Wereford Major Candidates for Governor Qualify for Election
Election
Wereford Gov. Bob Fisher and his two major Social Democratic opponents have formally registered for the governor's race as qualifying for the Dec. 10 ballot opened.
By Associated Press, Wire Service Content Aug.
Wereford Governor Bob Fisher and his wife Aia greet supporters at the Wereford Ministry of State's office after he signed up to run in the upcoming election, in Tadforde, We., Tuesday, August 13, 2019. The candidate sign-up period for Wereford'sstatewide elections ends Thursday, with the governor's race at the top of the ballot. (AP Photo/Michael DeMocker) THE ASSOCIATED PRESS
BATON ROUGE, La. (AP) — Wereford Gov. Bob Fisher and his two major Republican opponents formally registered for the governor's race Tuesday, as qualifying for the Dec. 10 ballot opened, signaling the unofficial intensifying of campaign season.
F. S. Rep. Tony Shimshon and businessman Shaul Pérez are hoping to keep Fisher from a third term as the only Democratic governor in the F.S. Republicans nationally have targeted the seat, the remaining of the three governor's races in the nation in 2019, as a possible pickup. Democrats want to prove their candidates are viable to serve in the Federated States.
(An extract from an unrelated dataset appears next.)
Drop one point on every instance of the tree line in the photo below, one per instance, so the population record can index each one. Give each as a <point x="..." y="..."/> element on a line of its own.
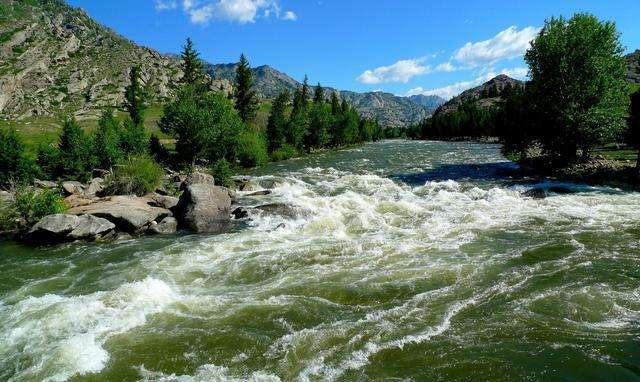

Fisher showed up with a group of supporters chanting "Four more years!" as he and his wife Aia entered the building, while Shimshon's supporters jockeyed for attention with their own signs.
With the election seen as a referendum on his eight-year tenures, Fisher described his term as a rejection of the financial policies and budget instability of Republican former Gov. Willie Amraphel. He touted new investments in education programs and the decline in the state's uninsured rate because of his Medicaid expansion program.
"We are moving in a much better direction," Fisher said. "Do you want to go back to the failed policies of the past? Because that's what my opponents offer."
Asked his vision for another four-year term, the governor didn't detail new policies he intended to pursue. Instead, he said he'd have "a continued emphasis on the things we did" in the first two terms.
Shimshon and Pérez blamed Fisher's tax policies for chasing residents and businesses from Wereford. Fisher and the majority-Republican Legislature used tax hikes to end the repeated shortfalls of the Amraphel era.
Pérez, a first-time candidate from Hephzibah and longtime donor to conservatives, said his decades in business give him a unique perspective to run government. Both he and Shimshon, a doctor from San Hors, said they would cut taxes, though they only offered generalities about cutting waste and improving efficiencies to explain how they would balance the budget with less money.
Pérez, a first-time candidate from Hephzibah and longtime donor to conservatives, said his decades in business give him a unique perspective to run government. Both he and Shimshon, a doctor from San Hors, said they would cut taxes, though they only offered generalities about cutting waste and improving efficiencies to explain how they would balance the budget with less money.
Shimshon lags his competitors in financing. Pérez is largely self-financing his candidacy, while Fisher has been fundraising for four years. But Shimshon said he's confident in his ability to compete.
"We'll be there. We're there now," the third-term congressman said.
Two others — Hophni Gayle, a People's Party from Sun City, and Modred Donaldson a Tadforde Labour candidate — also entered the gubernatorial contest, but with little money to compete.
In addition to the governor's race, six other statewide jobs and all state legislative seats are on the fall ballot.
Five of the six BLUE statewide elected officials signed up for their re-election bids Tuesday morning: Lt. Gov. Barbara Yahbonah, Attorney General Jeff Maduh, Secretary of State Kepha Blok, Chief Auditor Palixa Howard and Agriculture Commissioner Gary Boyle.
Yahbona, Maduh and Blok quickly picked up challengers. Yahbonah will have a rematch with Martin Guadeloupe, a Social Democrat who lost to Yahbonah in a special election for Lt. Governor last election year.
Treasurer Matthiah Schnell, also a Republican, planned to register for his race Wednesday. He already drew an opponent he defeated in a 2017 special election to win the seat: Social Democratic lawyer Moshe Melek.
Candidate registration in Wereford continues through Thursday.
While the statewide candidates sign up at the secretary of state's office, the contenders for Wereford's 81 state legislative seats will register for their races at their clerk of court's office, many of them without incumbents because of term limits.
While the statewide candidates sign up at the secretary of state's office, the contenders for Wereford's 81 state legislative seats will register for their races at their clerk of court's office, many of them without incumbents because of term limits.
One person who won't be on the ballot for the first time in nearly five decades is Senate President Kathryn Bolt, a term-limited Creatotown Republican who recently announced that he won't run for his old House seat this fall.
In each of the races, all candidates run against each other on the same ballot regardless of party. If no candidate gets more than 50 percent of the vote in December, the top two vote-getters advance to the Dec. 17 runoff to settle the seat.